Based on these assumptions, Fidelity recommends that people save the equivalent of their salary by age 30 and two times their salary by age 35, exponentially increasing their savings as they get older. By age 60, they should have eight times their salary saved, and then 10 times by age 67.
However, this seems like a lofty goal for the average American because elevated inflation has significantly increased the cost of living. Data from actual retirement accounts also suggests Americans are saving far less than what Fidelity recommends.

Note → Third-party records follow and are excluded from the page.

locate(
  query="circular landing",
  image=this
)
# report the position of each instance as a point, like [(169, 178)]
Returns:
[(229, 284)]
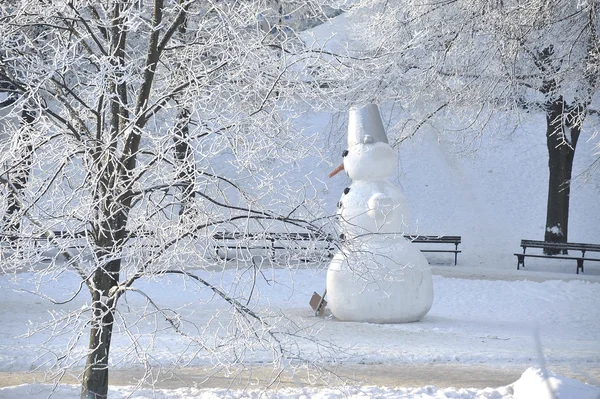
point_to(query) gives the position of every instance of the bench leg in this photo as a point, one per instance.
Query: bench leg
(579, 265)
(455, 254)
(520, 261)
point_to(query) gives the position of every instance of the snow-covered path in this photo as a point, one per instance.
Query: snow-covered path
(490, 322)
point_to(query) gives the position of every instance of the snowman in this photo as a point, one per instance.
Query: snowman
(378, 275)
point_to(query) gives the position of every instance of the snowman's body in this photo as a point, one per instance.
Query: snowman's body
(378, 276)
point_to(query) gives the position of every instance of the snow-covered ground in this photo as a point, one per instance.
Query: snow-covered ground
(485, 312)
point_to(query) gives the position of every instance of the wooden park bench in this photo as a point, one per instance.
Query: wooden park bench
(562, 247)
(438, 240)
(273, 242)
(228, 242)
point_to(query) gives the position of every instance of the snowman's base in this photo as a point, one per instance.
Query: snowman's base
(391, 285)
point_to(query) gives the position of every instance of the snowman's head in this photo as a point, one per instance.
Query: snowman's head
(371, 161)
(369, 156)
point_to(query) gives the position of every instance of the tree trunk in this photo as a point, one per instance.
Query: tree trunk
(95, 377)
(562, 133)
(185, 159)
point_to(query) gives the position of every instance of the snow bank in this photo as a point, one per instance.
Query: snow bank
(531, 385)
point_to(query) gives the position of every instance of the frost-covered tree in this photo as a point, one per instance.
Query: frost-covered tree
(151, 125)
(470, 63)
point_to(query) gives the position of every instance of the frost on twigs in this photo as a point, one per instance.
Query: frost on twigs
(141, 131)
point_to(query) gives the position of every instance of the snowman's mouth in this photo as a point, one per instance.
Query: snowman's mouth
(336, 170)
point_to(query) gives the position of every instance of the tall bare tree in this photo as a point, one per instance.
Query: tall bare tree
(473, 62)
(116, 87)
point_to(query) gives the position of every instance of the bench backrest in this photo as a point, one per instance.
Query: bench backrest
(577, 246)
(441, 239)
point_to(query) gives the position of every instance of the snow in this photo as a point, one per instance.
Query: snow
(377, 276)
(484, 312)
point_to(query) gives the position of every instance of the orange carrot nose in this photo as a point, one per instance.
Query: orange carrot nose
(336, 170)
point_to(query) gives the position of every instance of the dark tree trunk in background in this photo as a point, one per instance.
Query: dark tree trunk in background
(185, 158)
(563, 128)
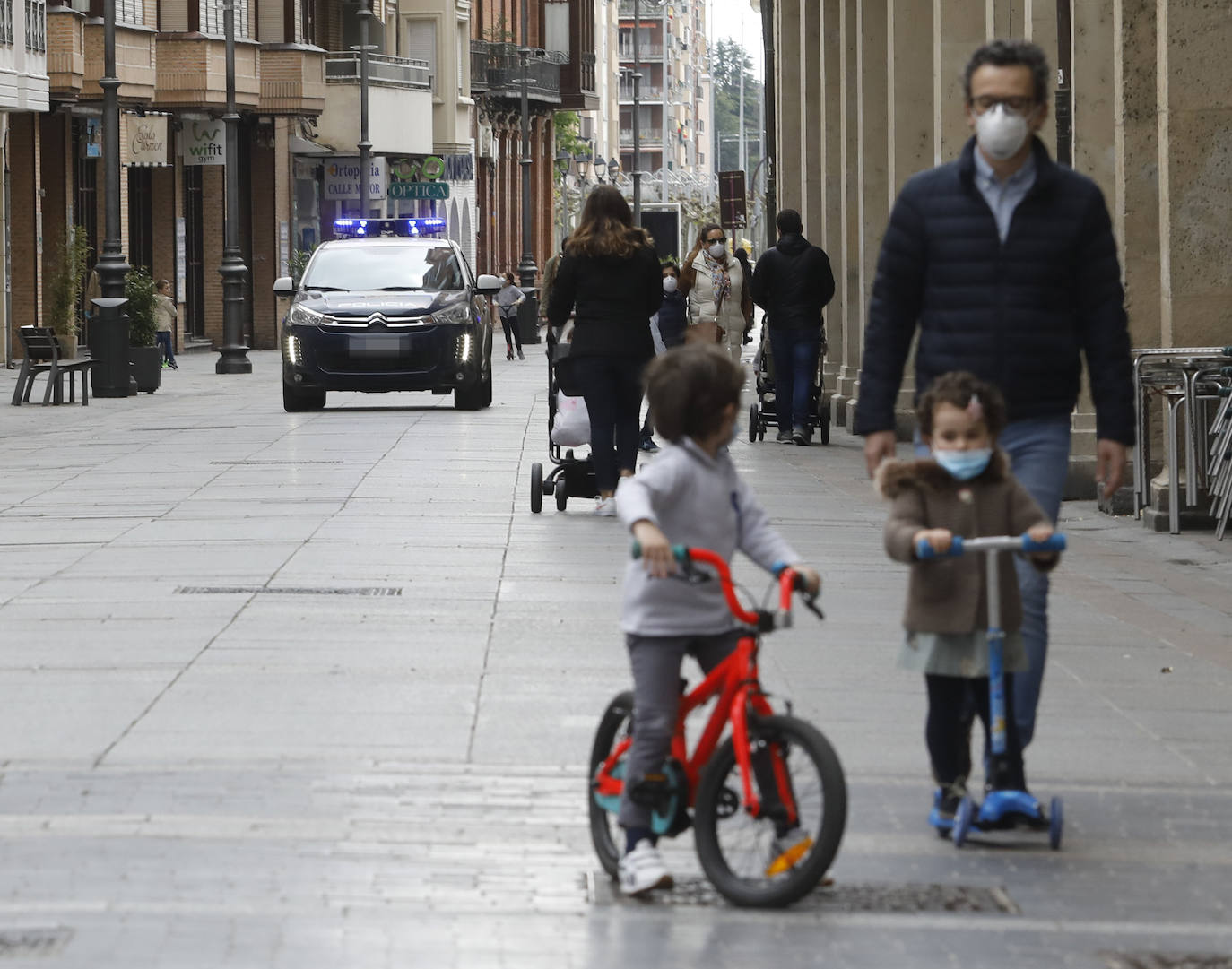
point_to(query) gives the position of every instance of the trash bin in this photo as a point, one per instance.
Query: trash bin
(108, 345)
(527, 318)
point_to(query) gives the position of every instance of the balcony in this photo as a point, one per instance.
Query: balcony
(399, 105)
(292, 79)
(65, 52)
(193, 72)
(504, 73)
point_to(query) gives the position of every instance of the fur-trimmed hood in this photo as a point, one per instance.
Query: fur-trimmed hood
(895, 477)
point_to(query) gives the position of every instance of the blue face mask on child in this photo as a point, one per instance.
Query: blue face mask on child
(964, 464)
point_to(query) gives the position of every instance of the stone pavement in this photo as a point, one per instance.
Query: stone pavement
(317, 691)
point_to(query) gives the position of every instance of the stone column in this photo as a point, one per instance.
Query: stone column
(872, 168)
(1194, 112)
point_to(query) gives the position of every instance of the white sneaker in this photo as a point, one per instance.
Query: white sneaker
(642, 870)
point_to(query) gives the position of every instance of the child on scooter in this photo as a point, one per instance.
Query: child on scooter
(690, 495)
(966, 489)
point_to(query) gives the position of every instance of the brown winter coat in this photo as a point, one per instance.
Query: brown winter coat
(946, 595)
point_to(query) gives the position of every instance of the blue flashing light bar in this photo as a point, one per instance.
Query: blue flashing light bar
(424, 228)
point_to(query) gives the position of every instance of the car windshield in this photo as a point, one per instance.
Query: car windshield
(352, 266)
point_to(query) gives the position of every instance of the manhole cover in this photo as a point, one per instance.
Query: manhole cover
(250, 590)
(22, 943)
(840, 898)
(1166, 961)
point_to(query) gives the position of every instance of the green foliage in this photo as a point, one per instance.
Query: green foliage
(141, 294)
(66, 282)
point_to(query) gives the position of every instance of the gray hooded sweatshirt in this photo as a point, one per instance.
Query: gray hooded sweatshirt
(698, 501)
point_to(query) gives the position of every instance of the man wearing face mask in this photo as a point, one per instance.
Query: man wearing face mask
(1007, 265)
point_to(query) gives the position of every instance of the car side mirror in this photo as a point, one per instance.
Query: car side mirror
(487, 284)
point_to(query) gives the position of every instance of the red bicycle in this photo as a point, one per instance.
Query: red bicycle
(774, 774)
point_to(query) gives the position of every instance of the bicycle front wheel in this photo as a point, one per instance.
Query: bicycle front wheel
(779, 856)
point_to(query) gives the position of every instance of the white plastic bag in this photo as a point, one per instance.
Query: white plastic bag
(572, 424)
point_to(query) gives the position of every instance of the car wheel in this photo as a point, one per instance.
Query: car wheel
(296, 401)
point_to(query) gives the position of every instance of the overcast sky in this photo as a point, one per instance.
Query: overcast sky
(725, 19)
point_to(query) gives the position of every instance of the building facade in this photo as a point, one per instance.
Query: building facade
(869, 91)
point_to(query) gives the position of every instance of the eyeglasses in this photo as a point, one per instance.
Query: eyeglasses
(1018, 105)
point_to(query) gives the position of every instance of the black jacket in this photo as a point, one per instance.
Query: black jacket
(615, 299)
(793, 283)
(1017, 313)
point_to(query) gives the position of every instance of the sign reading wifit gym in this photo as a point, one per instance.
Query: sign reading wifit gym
(204, 143)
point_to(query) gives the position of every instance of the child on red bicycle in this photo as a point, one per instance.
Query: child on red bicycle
(690, 495)
(965, 488)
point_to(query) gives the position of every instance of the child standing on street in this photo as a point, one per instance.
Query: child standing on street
(966, 489)
(690, 495)
(508, 300)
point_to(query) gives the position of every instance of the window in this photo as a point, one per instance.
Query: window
(36, 25)
(421, 43)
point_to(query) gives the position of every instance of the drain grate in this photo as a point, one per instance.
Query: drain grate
(1166, 961)
(842, 898)
(275, 462)
(22, 943)
(250, 590)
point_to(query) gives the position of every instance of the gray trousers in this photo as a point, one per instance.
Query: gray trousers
(655, 662)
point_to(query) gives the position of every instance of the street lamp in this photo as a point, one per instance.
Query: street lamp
(108, 333)
(233, 353)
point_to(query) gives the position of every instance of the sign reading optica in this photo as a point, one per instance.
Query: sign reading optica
(204, 143)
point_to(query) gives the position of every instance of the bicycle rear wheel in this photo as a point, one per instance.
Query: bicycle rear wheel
(743, 856)
(605, 834)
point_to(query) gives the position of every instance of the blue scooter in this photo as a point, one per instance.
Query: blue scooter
(1001, 810)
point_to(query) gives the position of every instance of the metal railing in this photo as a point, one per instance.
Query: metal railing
(343, 66)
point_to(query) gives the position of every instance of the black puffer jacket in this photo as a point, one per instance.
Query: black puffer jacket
(793, 283)
(1017, 313)
(615, 299)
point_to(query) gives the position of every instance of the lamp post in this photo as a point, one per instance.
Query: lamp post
(365, 15)
(233, 353)
(108, 333)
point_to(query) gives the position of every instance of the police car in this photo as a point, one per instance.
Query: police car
(388, 306)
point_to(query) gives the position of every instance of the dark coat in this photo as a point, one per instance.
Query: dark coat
(1018, 314)
(946, 595)
(612, 300)
(793, 283)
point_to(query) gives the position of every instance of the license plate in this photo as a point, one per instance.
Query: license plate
(382, 345)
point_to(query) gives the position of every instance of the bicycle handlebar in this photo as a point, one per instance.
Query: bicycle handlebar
(789, 582)
(960, 546)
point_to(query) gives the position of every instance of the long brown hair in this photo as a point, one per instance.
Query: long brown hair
(606, 227)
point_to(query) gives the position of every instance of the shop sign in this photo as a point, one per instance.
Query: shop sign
(342, 178)
(147, 141)
(419, 190)
(204, 143)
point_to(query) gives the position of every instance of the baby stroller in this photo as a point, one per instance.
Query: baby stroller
(764, 414)
(572, 477)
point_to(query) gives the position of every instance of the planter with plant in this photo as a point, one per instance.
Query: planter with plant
(65, 287)
(143, 352)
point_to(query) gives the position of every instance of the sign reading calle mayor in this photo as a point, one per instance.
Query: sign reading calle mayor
(419, 190)
(204, 143)
(147, 141)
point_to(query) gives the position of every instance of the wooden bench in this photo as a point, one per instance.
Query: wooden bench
(42, 355)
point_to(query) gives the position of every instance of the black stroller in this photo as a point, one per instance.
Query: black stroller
(570, 477)
(764, 414)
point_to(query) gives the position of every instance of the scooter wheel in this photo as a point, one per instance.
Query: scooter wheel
(1056, 824)
(962, 820)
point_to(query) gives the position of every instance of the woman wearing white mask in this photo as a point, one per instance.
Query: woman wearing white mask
(718, 297)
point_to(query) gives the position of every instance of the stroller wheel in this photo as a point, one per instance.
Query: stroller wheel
(536, 488)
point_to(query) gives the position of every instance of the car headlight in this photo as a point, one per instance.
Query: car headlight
(300, 316)
(455, 314)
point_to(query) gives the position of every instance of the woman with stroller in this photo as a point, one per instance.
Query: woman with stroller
(720, 303)
(610, 280)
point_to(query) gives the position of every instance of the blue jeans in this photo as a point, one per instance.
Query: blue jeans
(794, 363)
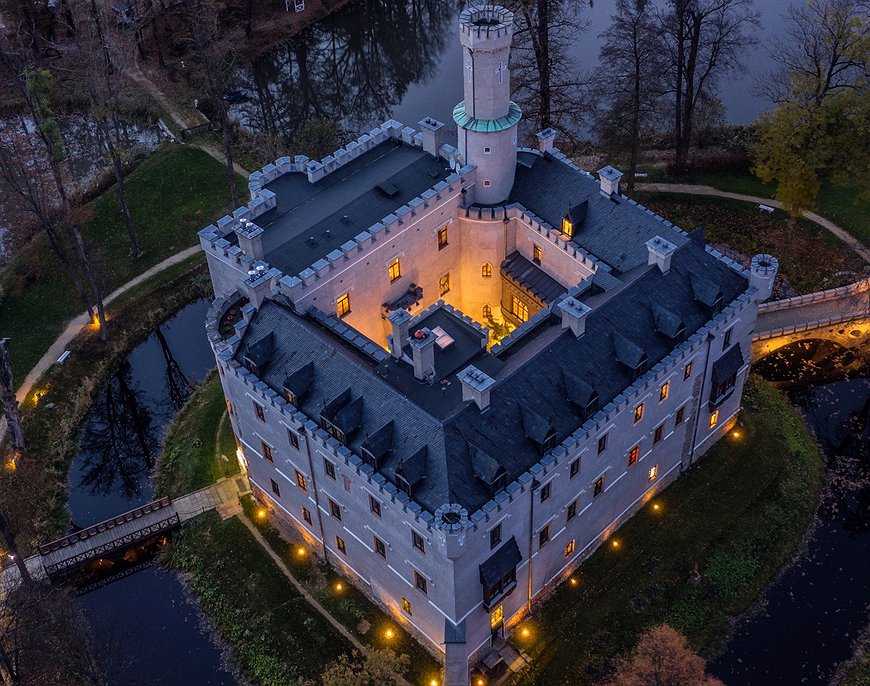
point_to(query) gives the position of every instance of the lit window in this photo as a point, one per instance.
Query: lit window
(495, 536)
(301, 481)
(395, 270)
(638, 413)
(442, 237)
(380, 548)
(444, 284)
(520, 309)
(421, 582)
(598, 489)
(342, 305)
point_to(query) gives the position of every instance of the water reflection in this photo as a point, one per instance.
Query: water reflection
(352, 67)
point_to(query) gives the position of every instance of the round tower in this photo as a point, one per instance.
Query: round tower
(487, 119)
(762, 270)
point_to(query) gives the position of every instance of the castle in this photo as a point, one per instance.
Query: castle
(456, 370)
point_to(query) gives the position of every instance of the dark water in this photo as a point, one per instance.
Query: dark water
(374, 60)
(818, 608)
(145, 628)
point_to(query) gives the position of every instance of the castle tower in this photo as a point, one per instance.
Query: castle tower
(487, 119)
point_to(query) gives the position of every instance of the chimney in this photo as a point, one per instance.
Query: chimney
(432, 135)
(546, 140)
(476, 386)
(660, 252)
(423, 350)
(400, 323)
(574, 315)
(609, 178)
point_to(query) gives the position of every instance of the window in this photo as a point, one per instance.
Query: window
(572, 511)
(638, 413)
(520, 309)
(664, 391)
(495, 536)
(442, 237)
(301, 481)
(598, 488)
(395, 270)
(329, 468)
(444, 284)
(545, 492)
(380, 547)
(342, 305)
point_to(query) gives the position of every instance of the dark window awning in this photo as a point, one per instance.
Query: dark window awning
(728, 365)
(501, 563)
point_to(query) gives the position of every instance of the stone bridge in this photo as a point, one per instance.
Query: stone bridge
(840, 314)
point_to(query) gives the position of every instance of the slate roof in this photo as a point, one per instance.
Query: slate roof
(311, 220)
(614, 230)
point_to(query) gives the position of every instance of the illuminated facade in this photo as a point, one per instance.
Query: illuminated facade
(452, 479)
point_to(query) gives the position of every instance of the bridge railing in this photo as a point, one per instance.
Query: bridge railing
(819, 296)
(101, 527)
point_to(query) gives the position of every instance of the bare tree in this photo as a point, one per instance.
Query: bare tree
(706, 39)
(630, 79)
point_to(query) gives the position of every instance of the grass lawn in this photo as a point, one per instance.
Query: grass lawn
(839, 204)
(276, 636)
(739, 514)
(198, 437)
(749, 231)
(172, 195)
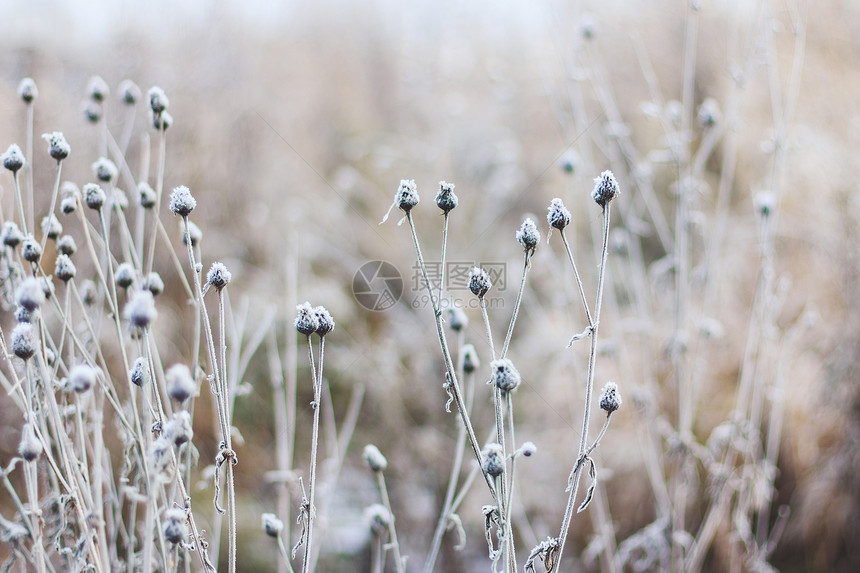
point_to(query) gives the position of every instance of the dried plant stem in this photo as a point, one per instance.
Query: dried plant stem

In its 2025 How America Saves report, Vanguard reported figures for the retirement plans it administers, which includes nearly 5 million participants. According to that data, the average 401(k) balance for Americans 65 and older was just shy of $300,000. In 2024, the average U.S. salary came out to roughly $63,800, so savings of $300,000 would be roughly 4.7 times the average U.S. salary. Furthermore, the median 401(k) balance for Americans age 65 or older was just $95,425, not even twice the median U.S. salary.
Meanwhile, the average individual retirement account (IRA) balance for people between the ages of 60 and 78 came out to slightly over $271,000 at the end of the second quarter of this year, according to data from Fidelity.
There is no right answer, but try to maximize your savings
As I mentioned above, there is no right answer for how much to save for retirement by age 67, at least not one that applies to everyone. However, you can consider the factors that will determine what is right for you, including your job and financial situation. Your planned lifestyle in retirement is also important. Some people choose to live simpler lives that incur few expenses, while others want to purchase second homes and travel, which is obviously going to require more savings.
Regardless of how much money you make or your goals for retirement, the key is to try to maximize your savings. One way to do this is by setting aside some funds every year for your 401(k) or IRA. It doesn't necessarily have to be 15% of your annual income, but consistency goes a long way. The other big way to maximize savings is to start saving and investing as soon as possible in your career with a long-term time horizon because the power of compounding can accumulate significant wealth over a few decades.
Workers don't need to be aggressive when they invest, either. Target date mutual funds or exchange-traded funds tracking popular indexes like the S&P 500 can go a long way.